My 80Gb drive died earlier this evening.
It’s toast. When Disk Warrior says it’s dead, it’s dead.
30gb of MP3s were on there.
I haven’t seen my CDs since February. They were never unpacked after we moved and I’m not even sure where they are right now. Not to mention probably four years of great music filched from friends, Napster and GNUtella. That was one really diverse collection.
poof.
There were likely also some old projects backed up from my previous powerbook which might not be anywhere else. Thankfully I had everything else in multiple places and the important stuff backed up.
I was planning to do a big data cleanup/consolidation next month. Of course I probably would have used that drive to do it. Actually I’m taking a sigh of relief that I didn’t get around to that, who knows how much more would have been on there.
Should I find solace in the fact that I’m not alone? Here’s another dead Western Digital 80Gb drive, and another crashed Western Digital 80Gb drive. This Amazon page has a few user reviews of dead Western Digital drives. Western Digital’s forums are also filled with complaints about Western Digital hard drives failing.
And finally, Best and Worst hard drives from the data recovery company Drive Service Company.
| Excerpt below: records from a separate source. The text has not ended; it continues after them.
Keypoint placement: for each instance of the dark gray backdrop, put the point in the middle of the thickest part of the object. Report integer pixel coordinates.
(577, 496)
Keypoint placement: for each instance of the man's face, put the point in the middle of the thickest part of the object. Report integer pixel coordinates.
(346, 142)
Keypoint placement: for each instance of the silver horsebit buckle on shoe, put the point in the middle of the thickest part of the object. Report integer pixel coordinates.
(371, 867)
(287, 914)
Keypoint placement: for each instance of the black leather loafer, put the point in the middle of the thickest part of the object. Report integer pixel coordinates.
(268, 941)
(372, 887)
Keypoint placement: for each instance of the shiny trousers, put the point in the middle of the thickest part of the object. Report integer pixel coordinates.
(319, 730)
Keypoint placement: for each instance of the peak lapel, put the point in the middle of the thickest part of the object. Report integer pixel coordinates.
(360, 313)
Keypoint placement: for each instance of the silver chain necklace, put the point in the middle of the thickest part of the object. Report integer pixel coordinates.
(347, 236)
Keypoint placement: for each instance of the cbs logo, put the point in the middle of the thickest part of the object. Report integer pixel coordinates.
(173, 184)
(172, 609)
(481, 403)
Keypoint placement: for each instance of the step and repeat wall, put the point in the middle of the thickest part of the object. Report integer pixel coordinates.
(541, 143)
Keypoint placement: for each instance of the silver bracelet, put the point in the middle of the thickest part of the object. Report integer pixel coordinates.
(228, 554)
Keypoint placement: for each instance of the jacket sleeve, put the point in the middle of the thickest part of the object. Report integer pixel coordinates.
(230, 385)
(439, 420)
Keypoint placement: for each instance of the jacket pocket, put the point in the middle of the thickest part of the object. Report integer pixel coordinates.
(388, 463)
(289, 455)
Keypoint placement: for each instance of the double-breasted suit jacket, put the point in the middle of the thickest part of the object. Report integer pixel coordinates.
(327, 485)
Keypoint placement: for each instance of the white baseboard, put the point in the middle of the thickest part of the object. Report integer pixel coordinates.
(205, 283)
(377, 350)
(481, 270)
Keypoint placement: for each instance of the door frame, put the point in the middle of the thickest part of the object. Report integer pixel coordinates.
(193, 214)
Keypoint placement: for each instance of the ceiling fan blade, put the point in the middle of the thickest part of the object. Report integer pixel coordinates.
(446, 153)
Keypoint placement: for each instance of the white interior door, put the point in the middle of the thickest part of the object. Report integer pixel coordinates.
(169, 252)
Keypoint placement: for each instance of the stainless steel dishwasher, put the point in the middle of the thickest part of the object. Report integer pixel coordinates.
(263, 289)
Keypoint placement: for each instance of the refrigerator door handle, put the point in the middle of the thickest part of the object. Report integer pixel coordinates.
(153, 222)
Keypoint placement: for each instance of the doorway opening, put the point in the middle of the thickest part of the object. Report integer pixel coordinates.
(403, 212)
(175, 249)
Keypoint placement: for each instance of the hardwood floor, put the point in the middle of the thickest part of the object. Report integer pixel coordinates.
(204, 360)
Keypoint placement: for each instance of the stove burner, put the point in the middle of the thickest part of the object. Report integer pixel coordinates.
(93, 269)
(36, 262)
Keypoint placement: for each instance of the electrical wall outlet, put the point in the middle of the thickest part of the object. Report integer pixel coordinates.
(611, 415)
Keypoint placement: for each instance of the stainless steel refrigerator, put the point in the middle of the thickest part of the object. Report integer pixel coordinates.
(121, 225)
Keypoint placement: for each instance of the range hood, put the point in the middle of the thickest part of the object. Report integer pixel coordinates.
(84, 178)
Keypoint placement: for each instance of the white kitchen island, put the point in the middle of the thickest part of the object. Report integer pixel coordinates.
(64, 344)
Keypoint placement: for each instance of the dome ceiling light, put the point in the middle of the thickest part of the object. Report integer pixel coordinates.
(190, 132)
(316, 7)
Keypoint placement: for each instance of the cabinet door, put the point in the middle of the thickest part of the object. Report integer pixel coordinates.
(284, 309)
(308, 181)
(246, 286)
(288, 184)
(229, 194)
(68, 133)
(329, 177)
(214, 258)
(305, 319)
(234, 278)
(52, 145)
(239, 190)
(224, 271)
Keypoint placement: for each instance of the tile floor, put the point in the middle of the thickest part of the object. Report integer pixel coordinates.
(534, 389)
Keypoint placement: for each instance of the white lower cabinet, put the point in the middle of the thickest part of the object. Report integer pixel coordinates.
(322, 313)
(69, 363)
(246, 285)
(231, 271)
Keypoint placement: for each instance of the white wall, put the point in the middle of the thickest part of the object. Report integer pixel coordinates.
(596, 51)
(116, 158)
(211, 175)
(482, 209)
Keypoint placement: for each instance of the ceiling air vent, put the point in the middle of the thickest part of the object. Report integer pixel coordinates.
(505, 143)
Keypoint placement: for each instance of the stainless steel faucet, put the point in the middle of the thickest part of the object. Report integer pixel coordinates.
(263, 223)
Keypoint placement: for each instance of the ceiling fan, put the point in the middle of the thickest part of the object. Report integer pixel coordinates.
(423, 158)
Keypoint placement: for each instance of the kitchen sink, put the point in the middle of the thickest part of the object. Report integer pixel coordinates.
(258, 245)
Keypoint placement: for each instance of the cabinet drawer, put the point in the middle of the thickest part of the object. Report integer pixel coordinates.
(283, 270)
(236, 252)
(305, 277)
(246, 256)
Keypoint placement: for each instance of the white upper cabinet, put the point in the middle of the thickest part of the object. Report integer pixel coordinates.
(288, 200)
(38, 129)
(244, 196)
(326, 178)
Guess which company is the worst. If anyone is going to know which drives are horrible, it will be the people who try to recover them. I wish I’d read that sooner.
I was supposed to get some work done tonight, that didn’t happen.
Update, May 2003: I was eventually able to recover most everything on the drive through a combination of Disk Warrior, Norton Utilities, Disk First Aid and FSCK. Not fun.
Another of the Western Digital 80gb drives has failed, meaning two of three in less than 18 months.